Photo induced force microscopy: chemical spectroscopy beyond the diffraction limit

Over the last decade remarkable advances have been made in creating spectroscopic tools to interrogate surface properties using electromagnetic radiation in the near field, achieving lateral resolutions in the nanometre range. We review recent work involving one of the most promising of these spectroscopic tools, photo induced force microscopy (PiFM), which uses mechanical detection of dipole-dipole interactions enabling nanometre resolved mapping of surface properties ranging from vibrational modes of adsorbates to plasmon resonances. We discuss the origin of contrast in PiFM images, its applications as a local probe of chemical species and for mapping local electric fields in areas as diverse as zeolite films and biometric recognition. In comparison with related techniques such as photothermal atomic force microscopy-based infrared (AFM-IR) and tip enhanced Raman spectroscopy (TERS) PiFM has many advantages but perhaps its most successful application is in combination with other surface characterisation methods which provide information averaged over much greater surface areas.
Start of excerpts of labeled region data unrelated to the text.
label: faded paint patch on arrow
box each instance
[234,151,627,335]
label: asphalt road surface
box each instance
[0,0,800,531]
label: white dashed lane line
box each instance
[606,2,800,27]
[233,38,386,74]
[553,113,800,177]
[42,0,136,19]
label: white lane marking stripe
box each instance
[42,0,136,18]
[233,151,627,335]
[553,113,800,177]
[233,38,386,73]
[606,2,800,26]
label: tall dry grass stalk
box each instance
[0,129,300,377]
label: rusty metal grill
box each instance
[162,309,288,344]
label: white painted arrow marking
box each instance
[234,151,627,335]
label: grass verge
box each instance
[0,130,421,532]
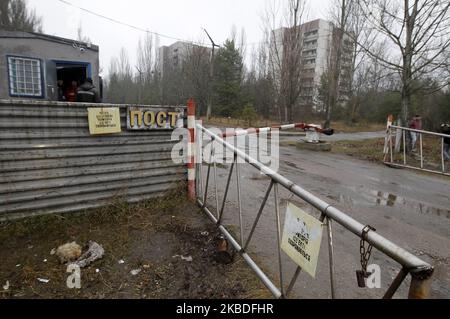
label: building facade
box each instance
[0,30,102,101]
[269,19,353,111]
[158,41,211,77]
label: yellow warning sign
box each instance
[88,107,122,135]
[281,203,323,278]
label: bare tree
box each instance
[359,0,450,122]
[183,45,211,114]
[0,0,42,32]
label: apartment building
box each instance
[158,41,211,76]
[270,19,354,110]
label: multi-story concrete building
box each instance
[158,41,211,76]
[270,19,353,110]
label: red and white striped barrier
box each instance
[222,123,334,138]
[187,99,196,200]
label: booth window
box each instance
[8,57,43,97]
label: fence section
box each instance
[0,100,186,220]
[196,124,433,298]
[384,125,450,176]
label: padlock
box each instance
[356,270,368,288]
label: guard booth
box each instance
[0,31,103,101]
[0,100,187,220]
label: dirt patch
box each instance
[331,138,384,162]
[0,188,271,299]
[332,136,450,175]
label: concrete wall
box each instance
[0,100,187,220]
[0,31,99,100]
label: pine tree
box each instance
[213,40,243,117]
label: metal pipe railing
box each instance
[196,124,433,298]
[384,125,450,176]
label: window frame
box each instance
[6,55,45,99]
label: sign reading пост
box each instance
[127,107,184,130]
[281,203,323,278]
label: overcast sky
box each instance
[27,0,333,74]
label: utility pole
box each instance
[135,66,143,105]
[203,29,220,120]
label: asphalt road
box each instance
[203,136,450,298]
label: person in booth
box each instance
[77,78,100,103]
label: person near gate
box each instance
[441,123,450,161]
[77,78,101,103]
[66,81,78,102]
[409,115,422,151]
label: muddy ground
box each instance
[0,188,270,299]
[203,138,450,298]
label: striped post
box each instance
[187,99,196,200]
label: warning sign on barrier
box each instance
[281,203,323,278]
[88,107,122,135]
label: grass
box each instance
[332,136,450,175]
[0,185,271,298]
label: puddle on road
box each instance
[327,188,450,219]
[283,161,304,171]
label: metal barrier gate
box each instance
[384,125,450,176]
[195,124,433,299]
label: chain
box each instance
[359,225,376,275]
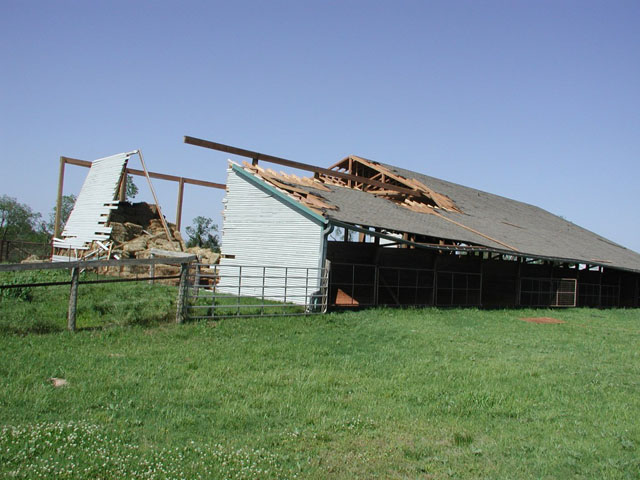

We discuss the most recent developments of PiFM technology which are leading to higher resolution images and are widening the range of environments in which the technique can be applied, and we consider how the field is likely to progress in the future.

Automated summary

This article reviews the remarkable advances made in the past decade in using spectroscopic tools to study surface properties. It focuses on the use of photo induced force microscopy (PiFM) as a promising tool, which enables nanometer-resolved mapping of surface properties. PiFM utilizes mechanical detection of dipole-dipole interactions to achieve high resolution imaging of surface properties, including vibrational modes of adsorbates and plasmon resonances. Compared to other related techniques, PiFM has many advantages, especially when combined with other surface characterization methods. The future of PiFM technology is likely to involve higher resolution imaging and wider application in different environments.